The big things, he admits, will have to wait. "Obviously, we've lost a lot of workers," he says. "Many of them left for the United States or other parts of Mexico. But Cananea has a long history, and right now, we're very interested in looking towards the future."

Grupo Mexico and Mexican government officials reportedly were furious when the union sought support from North Americans during the strike. Very conscious of their image abroad, government leaders considered such airing of their sovereign dirty laundry a travesty, while Grupo Mexico apparently fired many of the workers in direct retaliation.

But just how enduring those costly international ties will be is questionable. And anger over the final settlement -- and how it was reached -- only complicates the delicate cross-border relationship.

"The question is whether the hearts of the (National Sindicato) leaders were in the right place, that they had first and foremost the interests of the workers at heart," says Tim Beaty, AFL-CIO representative for Mexico, from his office in Mexico City.

"From the side of the national (leadership) here, I'm told there were a number of legal obstacles (involving the walk-out). Had they been handled in a different way, they might have put the union in a stronger position. But as to tactical decisions on whether you retreat, or go full speed ahead and worry about being completely wiped out -- I've been in those kinds of situations, and I know they're difficult calls to make."

Either way, he says ties between North American workers and their Mexican counterparts will continue to grow. "What's clear -- and this is an example of it -- is people recognize more and more each day that when these rights are violated on one side of the border, they have an impact on the other side."

THE BUILDING CLOUDS have finally burst over Cananea, dumping torrents of rain on the town. As they clear, Oralia Lopez sweeps remaining debris from her walk, while her husband Arnulfo gazes out the front door. Their home is a stone's throw from the huge sprawling mine, where Arnulfo works as an engineer. He's among the lucky ones: he kept his job. Still, he's worried about the future for himself, his wife and their two teenaged children. The family intends to stay for a while, he says, but as for later, "Who knows? We're all a little scared."
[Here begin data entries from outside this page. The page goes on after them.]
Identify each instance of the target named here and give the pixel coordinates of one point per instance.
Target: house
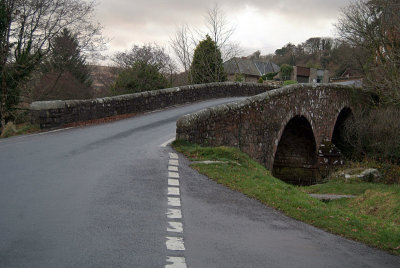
(349, 77)
(251, 70)
(309, 75)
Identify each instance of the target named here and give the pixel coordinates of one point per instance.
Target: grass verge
(11, 130)
(353, 219)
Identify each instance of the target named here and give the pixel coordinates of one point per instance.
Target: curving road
(97, 197)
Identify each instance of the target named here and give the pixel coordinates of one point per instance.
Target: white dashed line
(173, 168)
(173, 191)
(173, 174)
(167, 142)
(173, 182)
(173, 162)
(176, 262)
(174, 201)
(175, 243)
(175, 227)
(174, 213)
(173, 156)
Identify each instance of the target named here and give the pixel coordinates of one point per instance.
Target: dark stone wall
(256, 124)
(50, 114)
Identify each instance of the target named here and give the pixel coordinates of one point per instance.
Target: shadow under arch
(295, 158)
(340, 136)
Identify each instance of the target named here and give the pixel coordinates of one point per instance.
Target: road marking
(175, 243)
(176, 262)
(174, 201)
(173, 162)
(173, 191)
(173, 168)
(167, 142)
(174, 213)
(175, 227)
(173, 182)
(173, 156)
(173, 174)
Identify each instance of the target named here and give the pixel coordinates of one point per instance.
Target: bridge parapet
(282, 129)
(50, 114)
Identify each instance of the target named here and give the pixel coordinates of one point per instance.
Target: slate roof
(250, 67)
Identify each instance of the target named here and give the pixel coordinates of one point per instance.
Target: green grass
(372, 218)
(11, 130)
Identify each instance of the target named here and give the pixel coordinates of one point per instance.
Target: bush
(375, 134)
(289, 82)
(140, 77)
(286, 71)
(239, 78)
(8, 130)
(269, 76)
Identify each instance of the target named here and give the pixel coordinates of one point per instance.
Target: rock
(359, 174)
(370, 175)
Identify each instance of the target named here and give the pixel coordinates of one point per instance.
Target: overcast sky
(264, 25)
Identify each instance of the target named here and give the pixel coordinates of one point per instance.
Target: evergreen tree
(207, 63)
(67, 57)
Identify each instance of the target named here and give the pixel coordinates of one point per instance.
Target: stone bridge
(295, 131)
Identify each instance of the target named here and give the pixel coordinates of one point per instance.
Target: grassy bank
(372, 218)
(11, 130)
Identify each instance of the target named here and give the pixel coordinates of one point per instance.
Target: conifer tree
(207, 63)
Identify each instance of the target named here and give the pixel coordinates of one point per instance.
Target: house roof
(250, 67)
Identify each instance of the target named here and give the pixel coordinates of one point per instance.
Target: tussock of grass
(13, 130)
(356, 219)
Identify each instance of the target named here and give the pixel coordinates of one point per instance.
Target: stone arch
(295, 159)
(339, 130)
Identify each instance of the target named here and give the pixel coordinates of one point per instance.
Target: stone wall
(256, 124)
(50, 114)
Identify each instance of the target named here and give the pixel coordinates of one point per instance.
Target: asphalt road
(96, 196)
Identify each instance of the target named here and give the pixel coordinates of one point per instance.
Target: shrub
(140, 77)
(375, 134)
(269, 76)
(239, 78)
(286, 71)
(289, 82)
(8, 130)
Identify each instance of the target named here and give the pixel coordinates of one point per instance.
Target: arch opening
(295, 158)
(340, 137)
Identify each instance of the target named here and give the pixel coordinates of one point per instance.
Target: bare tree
(217, 27)
(26, 30)
(147, 54)
(183, 45)
(221, 31)
(373, 26)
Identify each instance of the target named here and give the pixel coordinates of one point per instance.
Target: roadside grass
(372, 218)
(11, 130)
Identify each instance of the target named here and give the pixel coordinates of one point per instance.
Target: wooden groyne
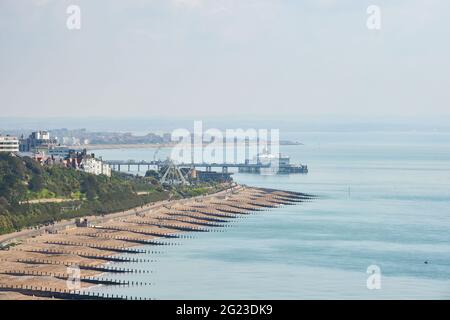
(39, 266)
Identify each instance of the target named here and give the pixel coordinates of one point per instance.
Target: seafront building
(9, 144)
(37, 142)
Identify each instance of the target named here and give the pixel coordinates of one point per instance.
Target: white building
(9, 144)
(95, 166)
(59, 151)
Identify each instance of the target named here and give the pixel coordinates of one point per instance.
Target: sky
(213, 58)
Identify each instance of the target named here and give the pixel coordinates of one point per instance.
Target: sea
(383, 206)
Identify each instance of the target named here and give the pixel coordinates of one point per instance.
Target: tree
(36, 183)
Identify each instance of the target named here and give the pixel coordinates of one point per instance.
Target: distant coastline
(104, 146)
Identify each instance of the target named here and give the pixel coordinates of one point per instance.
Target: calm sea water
(384, 200)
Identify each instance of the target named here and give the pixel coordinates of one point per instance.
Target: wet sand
(40, 265)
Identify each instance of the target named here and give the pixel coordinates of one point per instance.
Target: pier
(282, 168)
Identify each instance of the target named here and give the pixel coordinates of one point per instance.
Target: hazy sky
(216, 57)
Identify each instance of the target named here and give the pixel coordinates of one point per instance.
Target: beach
(42, 261)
Up the street, Francisco Villavicencio Vigilante fidgets behind the front desk in Cananea's museum, well-known for its documentation of local labor struggles. He's surrounded by mining relics: hammers, jacks, picks and pictures -- assorted memorabilia charting the mine's glory days, and the brutal 1906 strike. Detailed narratives recall how government snipers shot civilians from high window perches, and how Arizona Rangers entered the fray on behalf of Anaconda, the American company which then owned the mine.

Villavicencio points to a picture of Esteban Baca Calderon, whom he says "incited the revolution movement."
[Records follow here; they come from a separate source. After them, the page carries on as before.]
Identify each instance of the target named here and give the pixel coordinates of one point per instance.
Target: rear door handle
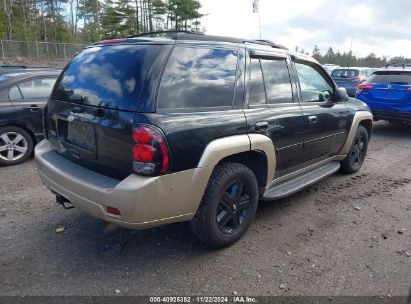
(261, 126)
(312, 119)
(34, 108)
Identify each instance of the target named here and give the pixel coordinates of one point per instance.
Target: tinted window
(314, 87)
(107, 76)
(390, 77)
(256, 94)
(14, 93)
(277, 81)
(198, 77)
(345, 73)
(37, 88)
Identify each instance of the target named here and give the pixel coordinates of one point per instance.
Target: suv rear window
(344, 73)
(109, 76)
(390, 77)
(198, 77)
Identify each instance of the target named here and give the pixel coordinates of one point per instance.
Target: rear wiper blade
(76, 97)
(399, 83)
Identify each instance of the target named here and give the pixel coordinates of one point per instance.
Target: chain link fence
(11, 49)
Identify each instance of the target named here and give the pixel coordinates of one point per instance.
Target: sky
(379, 26)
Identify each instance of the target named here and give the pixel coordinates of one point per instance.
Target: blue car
(388, 93)
(350, 78)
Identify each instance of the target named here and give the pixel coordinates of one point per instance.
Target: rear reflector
(113, 211)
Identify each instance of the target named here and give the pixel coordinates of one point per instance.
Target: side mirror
(340, 94)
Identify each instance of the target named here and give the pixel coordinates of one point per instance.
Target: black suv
(147, 131)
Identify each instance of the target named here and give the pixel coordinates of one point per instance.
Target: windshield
(107, 76)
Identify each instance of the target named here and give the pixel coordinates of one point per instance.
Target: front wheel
(228, 205)
(16, 145)
(355, 158)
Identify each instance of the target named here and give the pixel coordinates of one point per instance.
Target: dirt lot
(348, 235)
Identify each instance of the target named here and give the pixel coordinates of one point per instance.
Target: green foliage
(347, 59)
(86, 21)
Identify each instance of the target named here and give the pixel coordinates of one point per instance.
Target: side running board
(295, 184)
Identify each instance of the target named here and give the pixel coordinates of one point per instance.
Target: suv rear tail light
(150, 152)
(358, 79)
(365, 86)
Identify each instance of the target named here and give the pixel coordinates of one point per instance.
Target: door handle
(261, 126)
(34, 108)
(312, 119)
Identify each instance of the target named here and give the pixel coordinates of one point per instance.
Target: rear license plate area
(78, 137)
(81, 134)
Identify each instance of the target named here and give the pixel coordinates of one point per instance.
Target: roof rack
(397, 65)
(190, 35)
(22, 67)
(154, 33)
(267, 42)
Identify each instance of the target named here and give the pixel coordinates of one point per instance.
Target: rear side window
(345, 73)
(256, 94)
(198, 77)
(39, 88)
(390, 77)
(277, 81)
(109, 76)
(14, 93)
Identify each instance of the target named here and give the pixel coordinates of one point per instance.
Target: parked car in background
(388, 93)
(350, 78)
(146, 131)
(330, 67)
(22, 98)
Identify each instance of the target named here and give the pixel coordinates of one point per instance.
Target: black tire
(356, 156)
(15, 142)
(231, 197)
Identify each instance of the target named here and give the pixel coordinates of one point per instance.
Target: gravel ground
(347, 235)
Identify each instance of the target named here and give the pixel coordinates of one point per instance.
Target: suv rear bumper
(143, 201)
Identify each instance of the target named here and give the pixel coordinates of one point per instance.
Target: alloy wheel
(233, 207)
(13, 146)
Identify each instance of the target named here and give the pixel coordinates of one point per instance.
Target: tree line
(85, 21)
(348, 59)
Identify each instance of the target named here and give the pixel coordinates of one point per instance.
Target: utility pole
(256, 9)
(349, 54)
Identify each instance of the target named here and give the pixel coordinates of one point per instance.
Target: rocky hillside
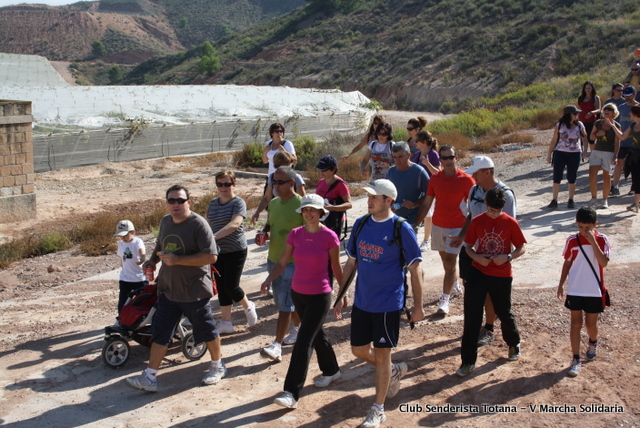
(419, 54)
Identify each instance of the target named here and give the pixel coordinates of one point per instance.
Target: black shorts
(381, 328)
(464, 263)
(590, 305)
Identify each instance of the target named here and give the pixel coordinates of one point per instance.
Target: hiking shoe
(142, 383)
(215, 373)
(324, 381)
(286, 400)
(514, 352)
(394, 385)
(291, 338)
(224, 327)
(456, 291)
(273, 351)
(465, 369)
(443, 305)
(485, 337)
(374, 418)
(574, 368)
(592, 350)
(252, 315)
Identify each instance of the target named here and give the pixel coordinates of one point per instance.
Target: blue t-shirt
(411, 185)
(380, 281)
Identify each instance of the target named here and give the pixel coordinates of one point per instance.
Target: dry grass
(462, 143)
(523, 156)
(545, 119)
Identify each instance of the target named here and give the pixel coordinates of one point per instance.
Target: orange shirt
(451, 194)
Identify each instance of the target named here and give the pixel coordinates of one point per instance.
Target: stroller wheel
(190, 349)
(115, 352)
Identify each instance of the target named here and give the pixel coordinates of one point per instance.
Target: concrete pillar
(17, 177)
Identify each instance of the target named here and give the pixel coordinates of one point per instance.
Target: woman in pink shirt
(312, 247)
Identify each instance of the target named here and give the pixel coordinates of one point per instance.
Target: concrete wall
(17, 190)
(57, 151)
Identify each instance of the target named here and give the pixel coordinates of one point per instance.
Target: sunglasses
(280, 182)
(180, 201)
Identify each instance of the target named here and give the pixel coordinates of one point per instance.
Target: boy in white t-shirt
(132, 255)
(586, 254)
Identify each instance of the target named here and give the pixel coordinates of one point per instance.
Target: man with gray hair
(411, 181)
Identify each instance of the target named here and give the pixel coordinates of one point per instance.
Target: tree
(98, 49)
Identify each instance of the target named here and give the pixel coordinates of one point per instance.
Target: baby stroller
(134, 323)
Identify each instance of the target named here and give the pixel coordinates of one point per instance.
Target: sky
(49, 2)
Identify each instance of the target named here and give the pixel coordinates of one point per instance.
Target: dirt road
(51, 373)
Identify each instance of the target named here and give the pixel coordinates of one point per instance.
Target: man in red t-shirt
(493, 240)
(450, 187)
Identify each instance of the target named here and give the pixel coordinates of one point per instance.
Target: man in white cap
(379, 258)
(482, 171)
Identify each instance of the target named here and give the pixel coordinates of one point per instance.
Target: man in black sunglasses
(186, 247)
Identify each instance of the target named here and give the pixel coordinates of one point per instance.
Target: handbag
(606, 301)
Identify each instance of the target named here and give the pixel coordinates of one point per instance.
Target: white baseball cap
(312, 200)
(479, 162)
(124, 227)
(382, 187)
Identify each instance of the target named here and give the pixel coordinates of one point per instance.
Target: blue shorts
(383, 328)
(168, 314)
(282, 287)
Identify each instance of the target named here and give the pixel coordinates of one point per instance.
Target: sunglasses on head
(280, 182)
(180, 201)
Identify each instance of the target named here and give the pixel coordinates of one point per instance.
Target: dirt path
(51, 373)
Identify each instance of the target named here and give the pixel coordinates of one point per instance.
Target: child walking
(586, 254)
(132, 256)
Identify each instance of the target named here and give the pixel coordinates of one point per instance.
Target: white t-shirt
(288, 147)
(130, 254)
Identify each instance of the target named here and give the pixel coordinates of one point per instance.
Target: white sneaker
(292, 336)
(224, 327)
(252, 315)
(394, 385)
(324, 381)
(457, 290)
(273, 351)
(286, 400)
(215, 373)
(374, 418)
(443, 305)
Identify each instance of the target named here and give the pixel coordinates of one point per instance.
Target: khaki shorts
(440, 240)
(600, 158)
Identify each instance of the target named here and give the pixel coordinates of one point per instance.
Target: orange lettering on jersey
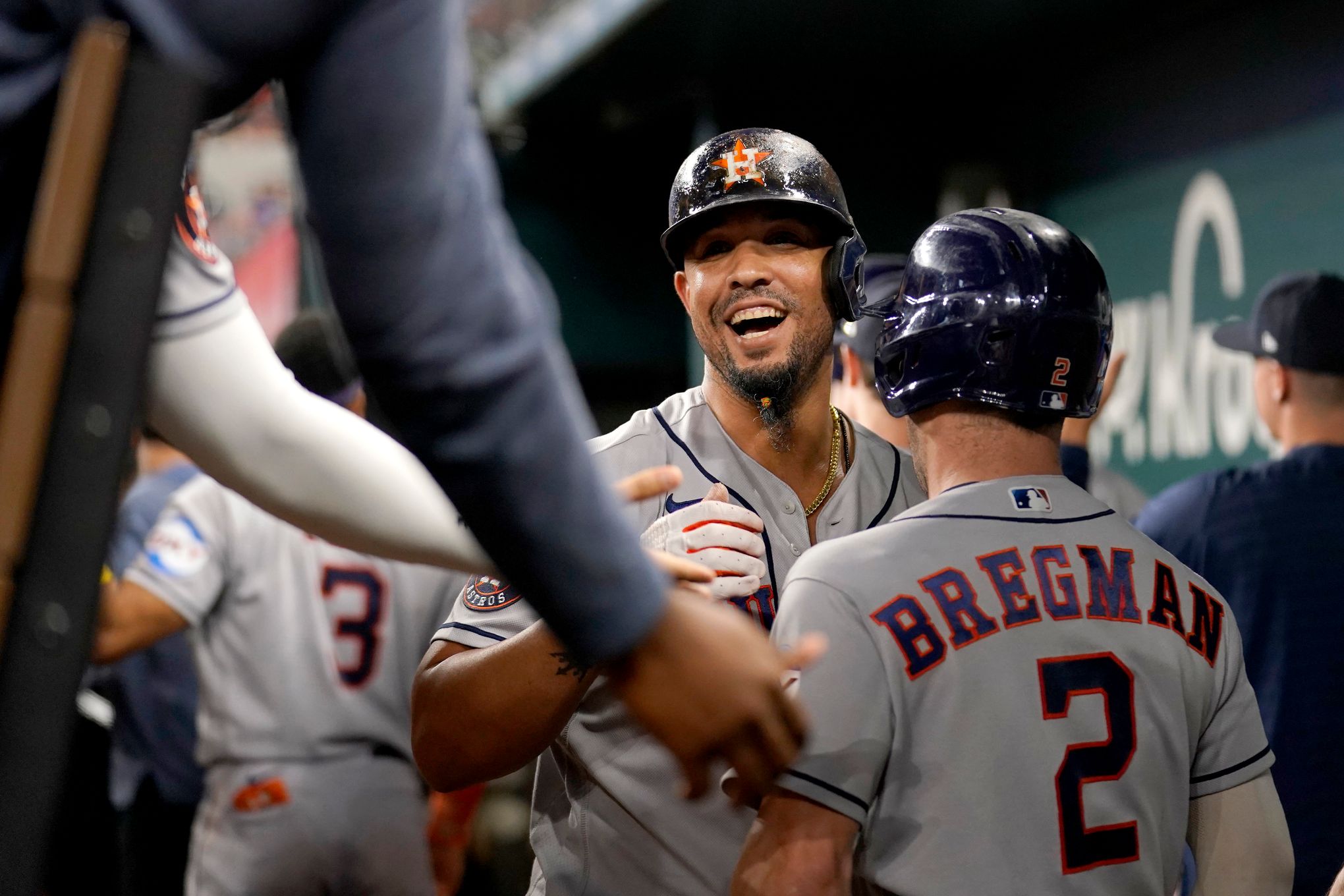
(261, 795)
When asked about the latest strike, the old man peers from behind his glasses, smoothing down an eyebrow with wrinkled fingers. "In general, most people agreed with it," he says. "I personally supported it. But it's calm right now, and that's good.

"Of course," he adds, before turning away, "some people are still angry."

It's impossible to tell if the slight smirk crossing his face is ironic. Then he goes back inside his office, as storm water drains from the damp, troubled streets of Cananea.